Anyway, sometimes we get what we don’t ask for, so here we are with Cruise as Nick Morton, a soldier-of-fortune type who’s in the Iraqi desert with his partner (Jake Johnson) “liberating precious antiquities,” in his words, to sell to the highest bidder. Doing so, the two of them — whoops! — manage to unearth an ancient mummy; a former Egyptian princess (Sofia Boutella) who, we learn in a prologue, became quite bitter over a missed inheritance and was transformed into a monster complete with double eyeballs (a surprisingly cool look; expect it on fashion runways soon). On the advice of resident Hot Archaeologist Jenny (Annabelle Wallis) — all “Mummy” movies are required to have at least one Hot Archaeologist — the mummy is transferred to London, which goes swimmingly well for all concerned. Not.

Movie Review ★★  

‘’The Mummy,’ with Tom Cruise, Annabelle Wallis, Sofia Boutella, Jake Johnson, Courtney B. Vance, Marwan Kenzari, Russell Crowe. Directed by Alex Kurtzman, from a screenplay by David Koepp, Christopher McQuarrie and Dylan Kussman. 110 minutes. Rated PG-13 for violence, action and scary images, and for some suggestive content and partial nudity. Several theaters.
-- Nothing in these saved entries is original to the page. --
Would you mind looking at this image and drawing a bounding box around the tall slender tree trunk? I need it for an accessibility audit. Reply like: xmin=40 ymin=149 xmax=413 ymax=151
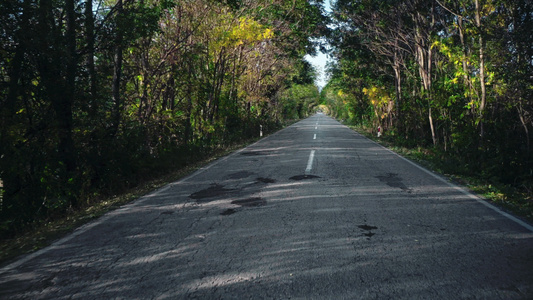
xmin=414 ymin=4 xmax=436 ymax=145
xmin=228 ymin=46 xmax=242 ymax=110
xmin=184 ymin=60 xmax=194 ymax=145
xmin=39 ymin=0 xmax=76 ymax=172
xmin=427 ymin=34 xmax=436 ymax=146
xmin=37 ymin=0 xmax=78 ymax=205
xmin=474 ymin=0 xmax=487 ymax=137
xmin=111 ymin=0 xmax=124 ymax=136
xmin=518 ymin=103 xmax=531 ymax=153
xmin=64 ymin=0 xmax=77 ymax=170
xmin=85 ymin=0 xmax=96 ymax=114
xmin=208 ymin=49 xmax=226 ymax=124
xmin=457 ymin=17 xmax=473 ymax=95
xmin=393 ymin=61 xmax=402 ymax=130
xmin=415 ymin=31 xmax=436 ymax=145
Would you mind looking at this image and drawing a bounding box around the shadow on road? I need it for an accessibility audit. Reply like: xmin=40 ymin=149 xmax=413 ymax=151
xmin=1 ymin=117 xmax=532 ymax=299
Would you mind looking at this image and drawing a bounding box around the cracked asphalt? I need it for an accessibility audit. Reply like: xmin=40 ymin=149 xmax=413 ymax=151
xmin=1 ymin=114 xmax=532 ymax=299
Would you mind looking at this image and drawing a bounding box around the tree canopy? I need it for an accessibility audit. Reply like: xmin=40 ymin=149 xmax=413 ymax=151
xmin=324 ymin=0 xmax=533 ymax=196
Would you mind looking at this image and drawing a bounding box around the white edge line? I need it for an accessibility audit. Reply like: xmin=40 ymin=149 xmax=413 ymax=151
xmin=345 ymin=124 xmax=533 ymax=233
xmin=305 ymin=150 xmax=316 ymax=174
xmin=0 ymin=118 xmax=309 ymax=275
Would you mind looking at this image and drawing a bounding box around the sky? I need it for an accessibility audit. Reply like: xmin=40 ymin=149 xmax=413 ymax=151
xmin=304 ymin=50 xmax=330 ymax=90
xmin=304 ymin=0 xmax=333 ymax=90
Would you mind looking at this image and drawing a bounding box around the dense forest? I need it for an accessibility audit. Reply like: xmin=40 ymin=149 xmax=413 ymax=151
xmin=0 ymin=0 xmax=326 ymax=237
xmin=323 ymin=0 xmax=532 ymax=206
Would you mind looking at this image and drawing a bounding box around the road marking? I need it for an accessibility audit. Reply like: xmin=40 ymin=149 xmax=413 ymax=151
xmin=315 ymin=126 xmax=317 ymax=130
xmin=305 ymin=150 xmax=315 ymax=174
xmin=313 ymin=134 xmax=316 ymax=140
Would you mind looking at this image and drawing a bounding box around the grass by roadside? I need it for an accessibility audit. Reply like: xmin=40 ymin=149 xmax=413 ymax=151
xmin=351 ymin=125 xmax=533 ymax=225
xmin=0 ymin=123 xmax=292 ymax=268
This sounds like it should be tolerable to watch, and sometimes it is, early on; Cruise is enjoyable when he’s doing movie-star light banter and getting punched out, and we get some pleasant glimpses of Russell Crowe hamming it up as a character named Dr. Henry Jekyll(!). But the fun disappears quickly, beneath a leaden, frantic plot carried out in the murky grayness typical of 3D movies. (That 3D, by the way, is so underwhelming you’ll barely notice it. Paying extra for it constitutes consensual theft.) By its end, at which time a table is elaborately set for the franchise’s next course, you may well have lost all interest. I did; my eyes felt crossed. Or maybe double.